The main purpose of measuring dendrites is to study the dendrites growth. It is characteristic of the neuronal activities, and therefore of the neurons capacity to connect with each other. In fact, dendrites are capable of creating multiple connexions with different neurons at the same time. In order to do this they have to extend and/or shorten.
Biologists are interested to know which proteins extend or shorten the dendrites. Those proteins are in the dendrites, so we can indirectly see the dendrites because fluorophores are attached to the studied proteins.
Then, by measuring the dendrites length we can know if a type of protein is responsible for extending or shortening the dendrites.
There is a high interest in knowing how the extension of the dendrites works because it could greatly increase brain deceases knowledge.
The tracking techniques are the basics of the algorithm. Starting from a given point, they iteratively search for the next point in the dendrite.
Beyond the manual technique, which is the one currently used by the biologists, the box and the integrals techniques are the algorithms which were implemented and tested.

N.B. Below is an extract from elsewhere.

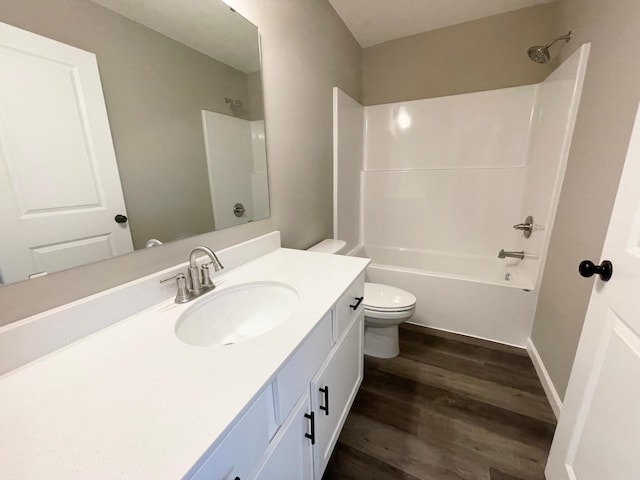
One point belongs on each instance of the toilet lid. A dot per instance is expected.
(386, 297)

Both tracking algorithms are working relatively well and fast. The Integrals technique is the most accurate but slower than the box technique.
However, there remain some points to improve as was said in section 4.2. The main point to improve in the code is the problem with the neurons core, which increase artificially the dendrite total length.

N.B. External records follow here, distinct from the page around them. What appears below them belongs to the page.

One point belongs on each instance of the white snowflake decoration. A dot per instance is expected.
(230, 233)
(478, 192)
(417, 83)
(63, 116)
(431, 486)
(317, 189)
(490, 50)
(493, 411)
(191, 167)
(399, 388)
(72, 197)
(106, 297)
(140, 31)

To reduce the false detections, the pre-processing should be improved to increase the difference between the background pixel value and the neuron pixel value.
This algorithm cannot be used now by biologists since the parameters are too long and to complicated to set. The pre-processing and image parameters analyse should be automated, so the only parameter would be a starting point.
In this case biologists would only have to suppress the false detections, which is done very quickly when you know which length you are looking for.